果たしてその塔は、何階層まで続いているのか、誰も知らない。
巨大な塔、アベル。
その塔を中心に、この世界は創られている。
この世界に生きる者の目的は、その塔の最上層まで到達することだ。
凶暴な魔物や魔獣の徘徊するその塔の最上層を目指す者を、冒険者と呼ぶ。
冒険者ではない者は、少しでも早く冒険者が塔の最上層まで到達する事を祈り、様々な手助けを行っている。
そうして、この世界は成り立っている。
そして俺も、果たしてどこまで続いているのか分からないこの塔の最上層を目指す冒険者の一人だった……。
「ロワ! 頼む!」
俺の仲間に追い立てられた魔物が、俺の所に逃げ込んでくる。
仲間の言葉通り、俺は手に持つ長剣を魔物の胸に突き立てた。
美しい女性の姿をした魔物だったが、俺は何の躊躇いもなく命を奪う。
コイツは、この階層の主だ。コイツを殺さないと次の階層には進めない。躊躇う理由なんて、ありはしない。
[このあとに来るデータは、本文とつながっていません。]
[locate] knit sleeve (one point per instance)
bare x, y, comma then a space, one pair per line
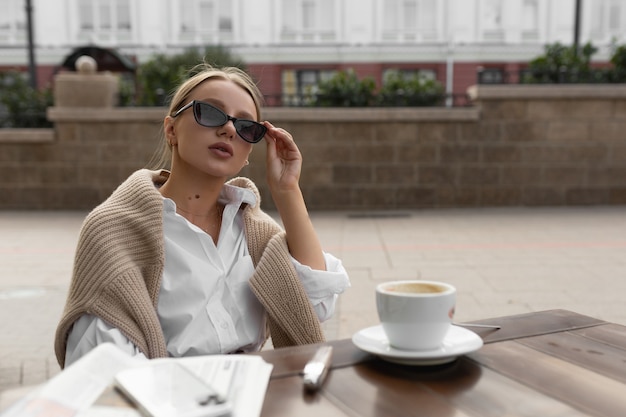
118, 266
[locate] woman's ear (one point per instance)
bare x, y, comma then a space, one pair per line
170, 132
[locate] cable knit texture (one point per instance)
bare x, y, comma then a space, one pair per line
119, 264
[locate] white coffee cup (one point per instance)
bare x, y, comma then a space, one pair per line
415, 314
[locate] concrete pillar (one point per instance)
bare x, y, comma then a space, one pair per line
86, 87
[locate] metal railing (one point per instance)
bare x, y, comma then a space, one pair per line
557, 76
306, 100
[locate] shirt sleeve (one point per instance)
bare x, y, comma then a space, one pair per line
88, 332
323, 287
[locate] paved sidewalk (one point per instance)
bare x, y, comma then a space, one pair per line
503, 261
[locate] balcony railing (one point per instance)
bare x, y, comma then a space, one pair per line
306, 100
559, 76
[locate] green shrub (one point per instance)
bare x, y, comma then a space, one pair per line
344, 90
618, 59
563, 64
22, 106
158, 78
398, 90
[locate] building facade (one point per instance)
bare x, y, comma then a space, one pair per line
290, 45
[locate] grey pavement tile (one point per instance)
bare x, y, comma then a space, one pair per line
502, 260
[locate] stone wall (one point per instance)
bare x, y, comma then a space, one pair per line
519, 145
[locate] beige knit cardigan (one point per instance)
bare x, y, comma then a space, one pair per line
119, 264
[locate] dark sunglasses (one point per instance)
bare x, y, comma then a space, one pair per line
210, 116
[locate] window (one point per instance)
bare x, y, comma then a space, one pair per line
492, 27
530, 19
12, 22
298, 86
409, 20
410, 74
206, 21
104, 21
308, 21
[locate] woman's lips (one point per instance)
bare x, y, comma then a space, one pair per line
222, 149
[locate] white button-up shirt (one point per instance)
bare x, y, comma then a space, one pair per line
205, 304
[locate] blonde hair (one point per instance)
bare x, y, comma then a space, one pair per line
204, 72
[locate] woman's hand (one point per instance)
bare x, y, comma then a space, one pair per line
284, 160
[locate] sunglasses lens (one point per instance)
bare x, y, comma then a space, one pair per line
209, 116
250, 131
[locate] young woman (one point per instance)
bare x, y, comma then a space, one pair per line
184, 262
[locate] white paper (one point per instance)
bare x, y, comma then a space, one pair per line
243, 379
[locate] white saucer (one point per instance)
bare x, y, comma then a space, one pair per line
458, 341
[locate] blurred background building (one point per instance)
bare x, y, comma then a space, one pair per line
290, 45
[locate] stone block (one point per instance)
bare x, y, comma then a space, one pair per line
586, 196
459, 152
571, 130
395, 173
500, 153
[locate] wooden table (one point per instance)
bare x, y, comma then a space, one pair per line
551, 363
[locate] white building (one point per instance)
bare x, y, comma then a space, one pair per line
294, 41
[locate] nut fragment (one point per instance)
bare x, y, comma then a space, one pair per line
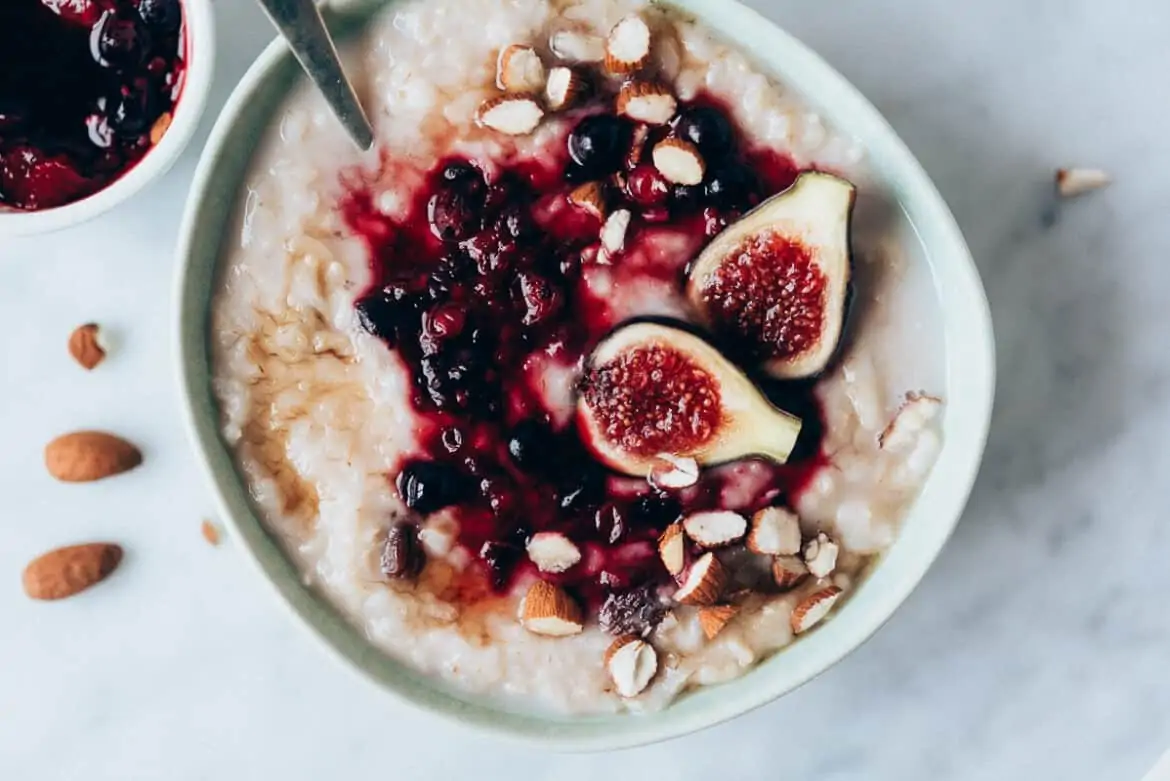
679, 161
820, 555
715, 527
627, 47
787, 572
590, 198
632, 664
1078, 181
670, 471
646, 102
87, 346
85, 456
518, 69
575, 46
703, 582
564, 88
511, 115
915, 414
548, 610
552, 552
673, 548
775, 531
613, 233
711, 620
813, 608
64, 572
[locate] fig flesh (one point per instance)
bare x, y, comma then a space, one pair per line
777, 280
652, 391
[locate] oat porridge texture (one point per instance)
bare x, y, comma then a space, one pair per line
321, 415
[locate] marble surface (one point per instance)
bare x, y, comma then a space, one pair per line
1036, 649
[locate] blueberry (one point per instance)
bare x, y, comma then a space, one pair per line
598, 144
162, 15
427, 486
708, 129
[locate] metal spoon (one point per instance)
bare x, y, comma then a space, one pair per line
301, 25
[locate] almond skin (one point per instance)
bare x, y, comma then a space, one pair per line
67, 571
87, 456
85, 346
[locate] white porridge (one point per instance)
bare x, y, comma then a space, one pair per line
404, 380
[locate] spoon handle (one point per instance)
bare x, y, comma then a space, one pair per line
301, 25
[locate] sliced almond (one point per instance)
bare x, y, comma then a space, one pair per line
1078, 181
632, 663
673, 548
820, 555
711, 620
613, 233
576, 46
670, 471
813, 608
679, 161
775, 531
87, 345
548, 610
564, 88
787, 572
703, 582
627, 47
915, 414
510, 115
590, 197
716, 527
67, 571
87, 456
518, 69
552, 552
647, 102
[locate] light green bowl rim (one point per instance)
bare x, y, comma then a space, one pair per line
969, 372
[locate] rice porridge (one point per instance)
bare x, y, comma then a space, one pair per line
572, 392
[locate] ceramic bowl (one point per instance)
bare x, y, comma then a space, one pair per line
199, 28
969, 382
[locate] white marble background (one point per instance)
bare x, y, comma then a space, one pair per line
1037, 647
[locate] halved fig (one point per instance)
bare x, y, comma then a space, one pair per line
778, 278
651, 389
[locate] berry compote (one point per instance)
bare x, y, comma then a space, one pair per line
486, 280
87, 88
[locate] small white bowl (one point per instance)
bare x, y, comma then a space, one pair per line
199, 28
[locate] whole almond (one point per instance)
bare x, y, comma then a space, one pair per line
70, 569
87, 456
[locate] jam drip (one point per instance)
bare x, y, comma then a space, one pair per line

やがて、心臓を貫かれ、苦しんでいた魔物は動かなくなり、絶命した。
「ありがとうロワ。これでこの階層も制覇だな」
そう言いながら駆け寄ってきた金髪の青年は、リウス・エタニア。
右手に持つ金色の大剣の名は、"勇者の大剣"だ。
そう、リウスは勇者だ。
この世界には、"適性武具"と呼ばれる物が存在する。
自分の適性武具を手にして初めて、その者は冒険者になることを許される。
しかし、自分の適性武具が何なのかは、その武具を実際に手にするまで分からない。
「流石ロワ君だよ! 今の魔物を一撃で仕止めるなんて凄いよ!」
と、瞳をキラキラさせながら尊敬の眼差しを俺に向けている女性は、フィリア・レステル。
茶色い髪を肩まで伸ばす、可愛らしい女性だ。
彼女の適性武具は"賢者の錫杖"。
魔法に秀でた賢者だ。
「やっぱりロワがいると怖いもの無しだね。頼りにしてるよ?」
いたずらな笑みを浮かべて、俺に肘をぶつけてくる女性。
美しい黒い髪を背中まで伸ばす美女、ミルシェ・スカーニアだ。
"魔女の杖"を媒介に放たれる魔法は、まさに超火力。
「もう良いから、さっさと次に行くぞ。今日は次の階層で一休みだぞ」
と、冷たくいい放つ男。ケイル・アザール。
"一騎当千の槍"を背中に担ぎ、先々に歩いて行く。
殆どの冒険者が、"鉄の剣"や"鋼の剣"、"魔法使いの杖"などと言った物を適性武具とする中で、彼等は皆、唯一無二の特別な適性武具を獲得した者達だ。
仮に"達人の剣"などという剣が、適性武具となっただけでも、その者は冒険者として超一流になることは間違いない。
だが、彼等はそんな物が霞む程の超越した適性武具を獲得した。
これが、俺の所属する勇者パーティーの仲間達だ。
彼等と共に、俺はこの塔の最上層を目指している。
「さっ、俺も気合いを入れ直して行くか」
と呟き、階層主の間を出ていこうとする皆に続くべく、足を動かす。
俺は、魔物の命を奪った俺の"適性武具"である、真っ黒に染められた長剣
"王者の長剣"を腰に戻した。
そう。俺も、彼等に負けず劣らずに他者を超越した適性武具に恵まれていた。
俺の実力は、勇者であるリウスよりも上だった。
それはパーティーの皆が知る事実だ。
だが、リウスもケイルもそんなことは何も気にしていない。本当に、このパーティーは最高のパーティーだ。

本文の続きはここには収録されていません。